Location
- Malpas Road Llantarnam, NP20 6QB Wales

Information
- Type: Private day school
- Motto: A school for life
- Established: 1926; 100 years ago
- Local authority: Torfaen
- Headmistress: Lisa Pritchard
- Gender: Co-educational
- Age: 3 to 18
- Enrolment: 600~
- Houses: Gwynog, Dyfrig, Caradog
- Colours: Red, Black, Grey
- Affiliations: Headmasters' and Headmistresses' Conference
- Website: http://www.rougemontschool.co.uk/

= Rougemont School =

Rougemont School (Welsh: Ysgol Rougemont) is a private co-educational day school located in the manor house Llantarnam Hall located between Newport and Cwmbran, South Wales. The school offers education for three to eighteen year-olds.

==History==
The school was founded in 1926 as a private prep school for junior children and began life in a building called Rougemont House on Clevedon Road, Newport. Under the ownership of the Evans family, in 1931 it expanded into an adjacent house. By 1946, the school was housed in Nant Coch House, Risca Road, Newport, and the number of pupils had increased to about 200. When the Evanses retired in 1974, a number of families raised a loan to buy the school, electing a board of nine governors. The Stow Hill buildings, formerly housing the Convent of St Joseph were purchased, and classes were extended first to Common Entrance level, then to O-levels, and finally in 1983 the first A-levels were taken, under the leadership of Frank Edwards. The site at Nant Coch was retained as a pre-preparatory department.
Succeeding years saw two changes of leadership, namely headmasters Richard Ham (1988–1991) and Graham Sims (1991–1995). Ham's tenure as headmaster was cut short by his sudden death in 1991.

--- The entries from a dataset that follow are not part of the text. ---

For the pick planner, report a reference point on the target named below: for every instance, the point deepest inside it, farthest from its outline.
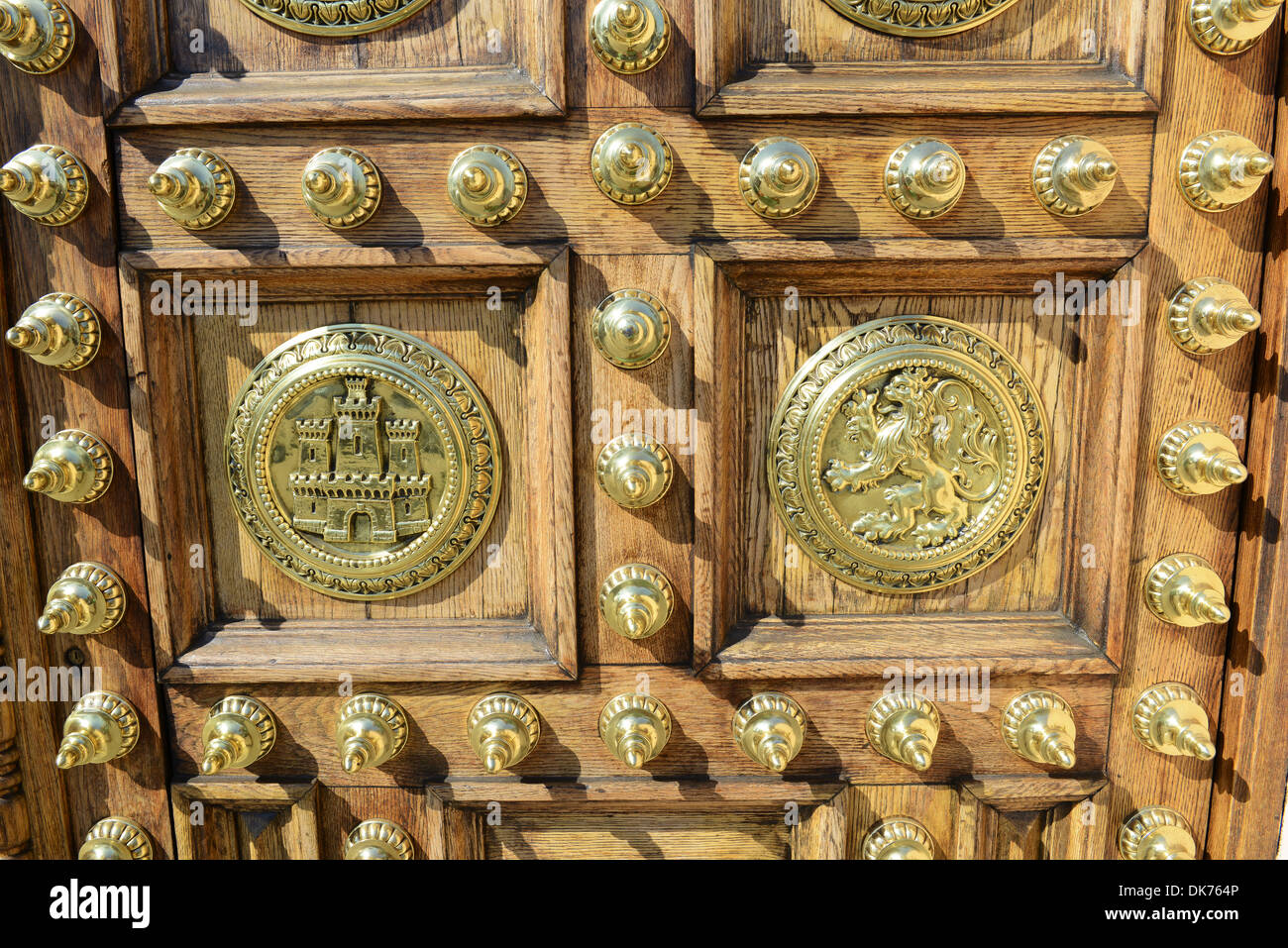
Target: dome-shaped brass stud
(778, 178)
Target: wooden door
(1013, 630)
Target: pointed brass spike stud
(1198, 458)
(1038, 725)
(905, 728)
(1184, 590)
(1157, 832)
(102, 727)
(73, 467)
(239, 730)
(771, 729)
(372, 730)
(502, 729)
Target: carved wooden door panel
(520, 429)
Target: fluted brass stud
(631, 329)
(1073, 175)
(634, 469)
(1170, 719)
(1209, 314)
(487, 184)
(47, 183)
(116, 837)
(1220, 168)
(630, 35)
(631, 162)
(194, 187)
(502, 729)
(342, 187)
(372, 730)
(102, 727)
(905, 728)
(1198, 458)
(925, 178)
(1185, 590)
(38, 37)
(58, 330)
(636, 600)
(778, 178)
(73, 467)
(635, 728)
(1038, 725)
(377, 839)
(239, 730)
(1157, 832)
(771, 729)
(1227, 27)
(898, 837)
(88, 599)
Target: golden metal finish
(1198, 458)
(362, 462)
(909, 454)
(631, 162)
(58, 330)
(771, 729)
(47, 183)
(73, 467)
(239, 730)
(635, 728)
(1157, 832)
(116, 837)
(101, 728)
(38, 37)
(630, 35)
(487, 184)
(925, 178)
(635, 600)
(1185, 590)
(502, 729)
(342, 187)
(778, 178)
(898, 837)
(1038, 725)
(88, 599)
(1209, 313)
(1220, 168)
(905, 728)
(372, 730)
(1073, 175)
(634, 471)
(1227, 27)
(631, 329)
(377, 839)
(1170, 719)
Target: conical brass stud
(1038, 725)
(905, 728)
(635, 728)
(88, 599)
(102, 727)
(771, 729)
(239, 730)
(372, 730)
(502, 729)
(1170, 719)
(1184, 590)
(73, 467)
(1198, 458)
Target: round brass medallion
(362, 462)
(909, 454)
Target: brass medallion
(364, 462)
(909, 454)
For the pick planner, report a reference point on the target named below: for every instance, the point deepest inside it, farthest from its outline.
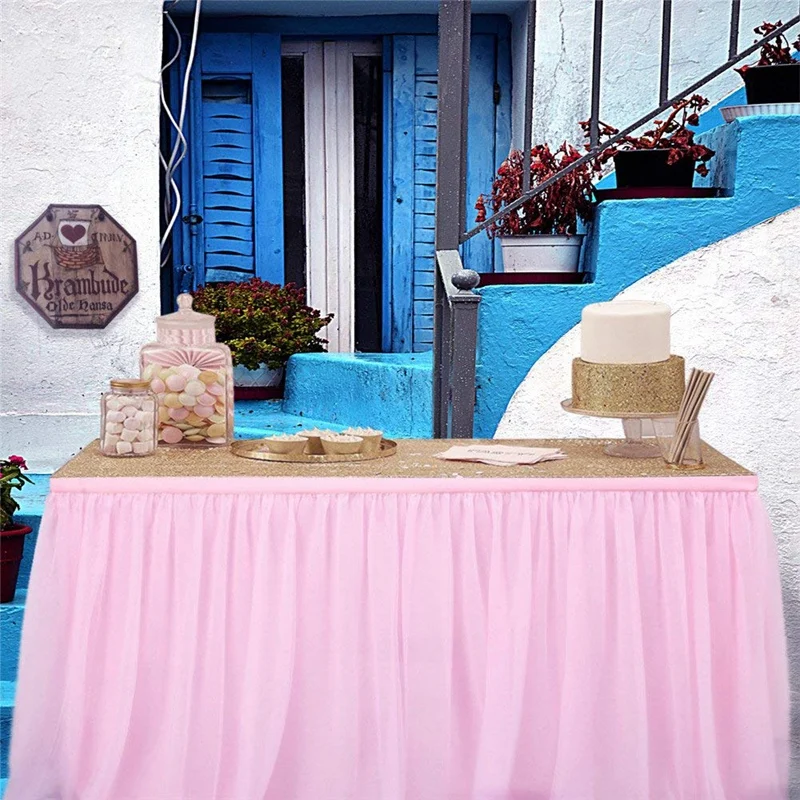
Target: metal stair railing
(455, 301)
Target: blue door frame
(214, 176)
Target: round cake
(625, 365)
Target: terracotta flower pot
(651, 168)
(12, 543)
(257, 384)
(772, 83)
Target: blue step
(257, 418)
(756, 166)
(388, 391)
(7, 689)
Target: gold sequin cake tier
(607, 389)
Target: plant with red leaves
(261, 322)
(11, 478)
(670, 134)
(777, 51)
(557, 209)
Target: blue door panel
(235, 162)
(413, 173)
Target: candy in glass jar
(191, 375)
(128, 418)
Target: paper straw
(688, 413)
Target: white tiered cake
(625, 365)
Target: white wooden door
(329, 134)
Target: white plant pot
(251, 378)
(541, 252)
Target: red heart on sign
(73, 232)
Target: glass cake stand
(635, 445)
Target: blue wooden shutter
(236, 159)
(413, 143)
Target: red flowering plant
(261, 322)
(671, 134)
(556, 209)
(11, 478)
(776, 51)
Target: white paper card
(501, 455)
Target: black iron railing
(456, 304)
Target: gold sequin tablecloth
(415, 458)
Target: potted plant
(775, 77)
(12, 536)
(263, 324)
(664, 156)
(542, 234)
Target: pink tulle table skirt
(390, 639)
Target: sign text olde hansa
(76, 265)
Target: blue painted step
(257, 418)
(7, 689)
(757, 167)
(388, 391)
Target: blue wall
(758, 167)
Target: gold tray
(249, 448)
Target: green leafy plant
(11, 478)
(261, 322)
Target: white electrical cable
(165, 106)
(179, 149)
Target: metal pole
(666, 35)
(465, 342)
(733, 41)
(451, 147)
(527, 122)
(597, 50)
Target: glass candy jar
(128, 419)
(191, 374)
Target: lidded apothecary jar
(128, 419)
(191, 374)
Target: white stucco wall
(78, 124)
(736, 311)
(631, 58)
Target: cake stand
(634, 445)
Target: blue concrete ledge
(389, 391)
(759, 171)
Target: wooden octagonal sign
(76, 265)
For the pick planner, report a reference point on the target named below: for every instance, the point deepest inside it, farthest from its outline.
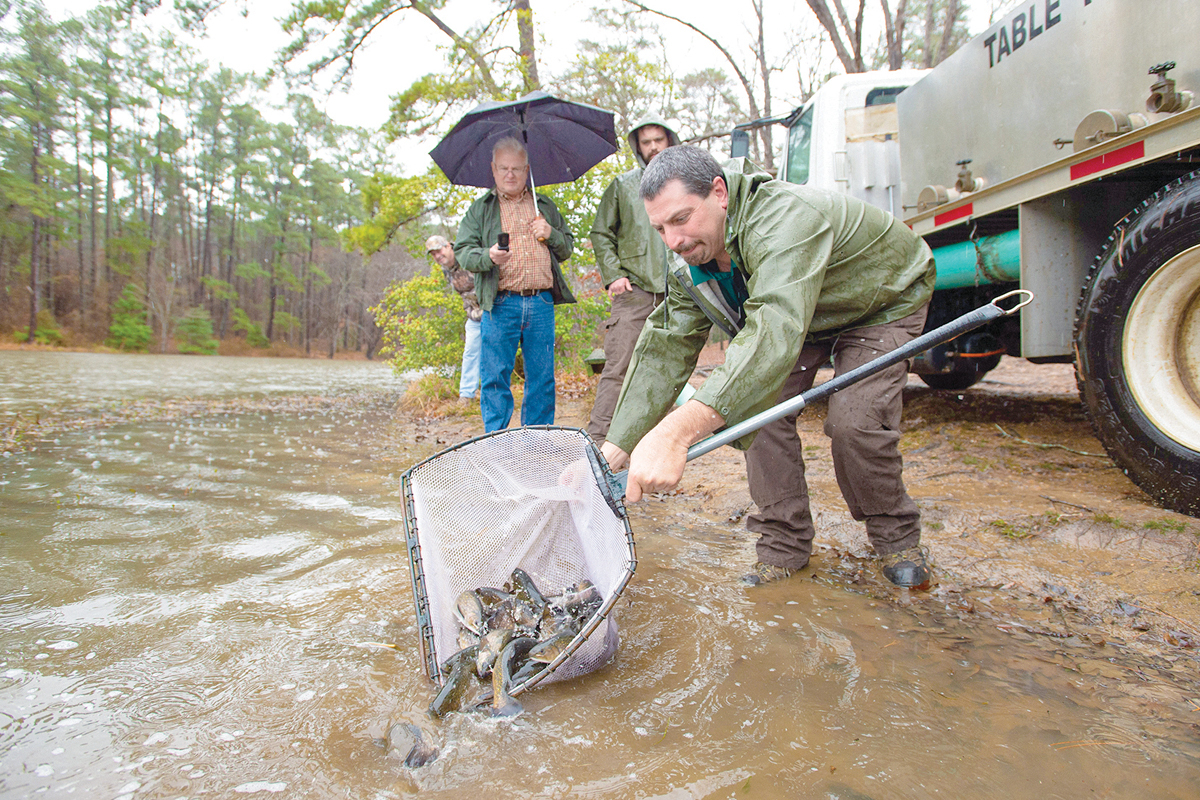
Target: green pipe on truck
(990, 259)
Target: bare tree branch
(745, 82)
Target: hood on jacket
(672, 137)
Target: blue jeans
(527, 323)
(468, 383)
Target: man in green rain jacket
(631, 259)
(796, 276)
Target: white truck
(1056, 152)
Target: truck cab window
(799, 142)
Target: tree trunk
(850, 52)
(893, 31)
(34, 248)
(766, 131)
(528, 58)
(79, 203)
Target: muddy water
(199, 607)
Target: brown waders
(863, 425)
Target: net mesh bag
(535, 498)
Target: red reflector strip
(1123, 156)
(957, 214)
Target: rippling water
(197, 608)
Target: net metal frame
(540, 498)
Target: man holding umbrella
(514, 241)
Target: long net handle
(967, 322)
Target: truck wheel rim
(1162, 348)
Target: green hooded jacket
(815, 264)
(622, 238)
(478, 232)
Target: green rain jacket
(622, 238)
(815, 264)
(478, 232)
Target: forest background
(150, 200)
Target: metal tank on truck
(1057, 151)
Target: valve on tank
(1103, 125)
(966, 181)
(1163, 97)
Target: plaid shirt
(529, 266)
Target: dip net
(538, 498)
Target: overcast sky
(406, 48)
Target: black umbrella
(564, 139)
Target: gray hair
(510, 144)
(693, 167)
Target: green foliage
(421, 324)
(575, 330)
(130, 330)
(193, 334)
(391, 202)
(286, 322)
(220, 289)
(253, 331)
(47, 330)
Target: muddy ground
(1032, 527)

The school moved to its present site, Llantarnam Hall, a large Victorian mansion set in 50 acre of parkland on the outskirts of Newport, in 1992. The building that currently houses the infant school is named for Nant Coch.

==Present day==
The school day starts at 8.50 am and formally finishes at 4 pm, but there are extra-curricular activities available if wanted until 6 pm. With 55 acres of grounds, much learning is taken outdoors, in the outdoor classrooms and the sports facilities.

The present headmistress is Lisa Pritchard, appointed in 2023, previously head of the prep school, who succeeded Robert Carnevale on his retirement.

==Notable former pupils==
- Natasha Asghar, Member of the Welsh Parliament
- William Bragg, cricketer
- Matt Tebbutt, chef and television food presenter
- Richard Parks, Welsh international rugby union player
- Banita Sandhu, actress
- Ross Leadbetter, of Only Men Aloud!